3.    Sunnah yang berupa pengakuan (taqririyah) seperti:“Dari Abu Sa’id, sesungguhnya ada dua orang laki-laki yang bertayamum dan keduanya melaksanakan sholat, kemudian keduanya mendapatkan air pada saat -waktu sholat yang mereka kerjakan- belum habis maka salah seorang dari keduanya berwudlu dan mengulangi sholatnya karena waktu belum habis, sedangkan seseorang yang lain tidak melakukannya, maka keduanya brtanya kepada Nabi Saw dan beliau bersabda kepada orang yang tidak mengulang sholatnya: engkau telah melakukan sunnah dan telah cukup sholatmu itu. Dan kepada yang mengulangi sholatnya beliau bersabda: bagimu pahala dua kali lipat ganda” (HR. Nasai).
  
Dalam kajian Ushul Fiqih, Hadis dari segi sanadnya terbagi menjadi 2 macam: Hadis Mutawatir dan Hadis Ahad.
1.    Hadis Mutawatir; Hadis Nabi yang diriwayatkan oleh sekelompok perawi (minimal 4 sahabat) yang menurut kebiasaan individu-individunya jauh dari kemungkinan berbuat bohong.
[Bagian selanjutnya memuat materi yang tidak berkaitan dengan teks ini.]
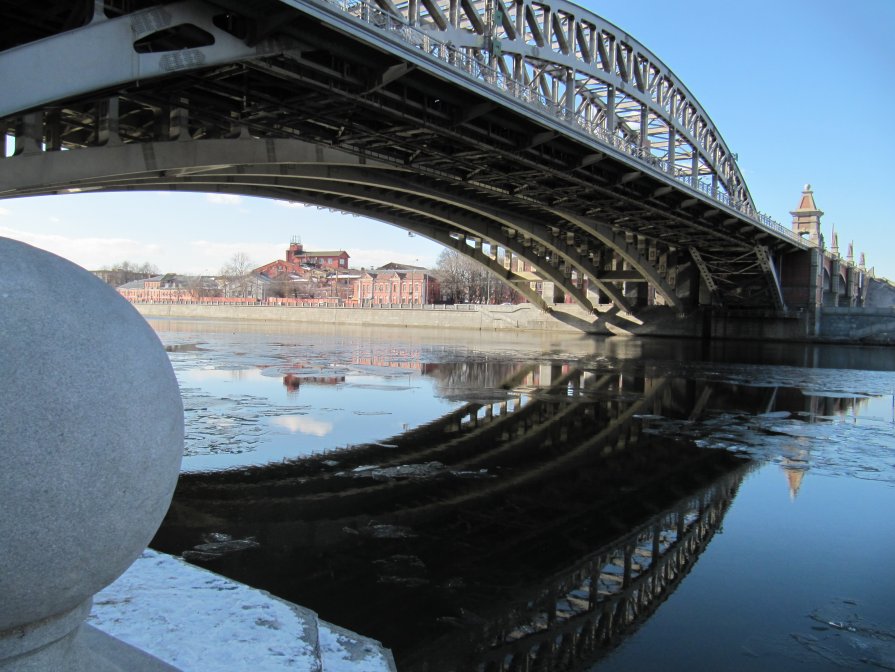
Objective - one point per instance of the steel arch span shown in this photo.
(531, 127)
Hadis mutawatir terbagi menjadi dua:
- Mutawatir Lafdzi: Hadis yang diriwayatkan oleh sekelompok orang yang makna dan lafadznya sama. Misalnya Hadis tentang seseorang yang berbuat dusta atas diri nabi maka hendaknya ia mengambil tempat dineraka (HR.Muslim)
- Mutawatir Ma’nawi:  Hadis yang diriwayatkan oleh sekelompok orang yang maknanya sama namun lafadznya berbeda. Misalnya Hadis tentang nabi mengangkat tangan pada saat berdoa (HR. Tirmidzi)
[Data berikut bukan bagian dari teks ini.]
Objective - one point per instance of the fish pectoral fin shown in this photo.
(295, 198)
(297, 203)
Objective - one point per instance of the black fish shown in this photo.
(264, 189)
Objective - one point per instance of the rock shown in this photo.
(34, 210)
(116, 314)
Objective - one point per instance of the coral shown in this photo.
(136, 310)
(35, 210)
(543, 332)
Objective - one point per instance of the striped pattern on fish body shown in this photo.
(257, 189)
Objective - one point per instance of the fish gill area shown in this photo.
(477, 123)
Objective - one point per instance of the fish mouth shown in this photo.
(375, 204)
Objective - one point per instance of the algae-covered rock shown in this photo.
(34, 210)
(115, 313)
2.    Hadis Ahad; Hadis yang diriwayatkan oleh seorang atau lebih (maximal 3 sahabat) dan tidak sampai ke batas Hadis mutawatir. Hadis ahad terbagi menjadi tiga:
- Hadis Masyhur: Hadis yang pada masa sahabat diriwayatkan oleh 3 orang perawi. Contoh Hadis tentang amal tergantung kepada niat (HR. Bukhori Muslim)
- Hadis ‘Aziz: Hadis yang pada masa sahabat diriwayatkan oleh 2 orang perawi. Contoh menuntut ilmu merupakan kewajiban setiap orang islam (HR. al-Baihaqi)
- Hadis Ghorib: Hadis yang diriwayatkan oleh orang 1 orang perawi. Contoh belum sempurna iman seseorang sehingga ia lebih mencintai rasulullah melebihi cintanya kepada orang tuanya, anaknya dan seluruh manusia (HR. Bukhori Muslim)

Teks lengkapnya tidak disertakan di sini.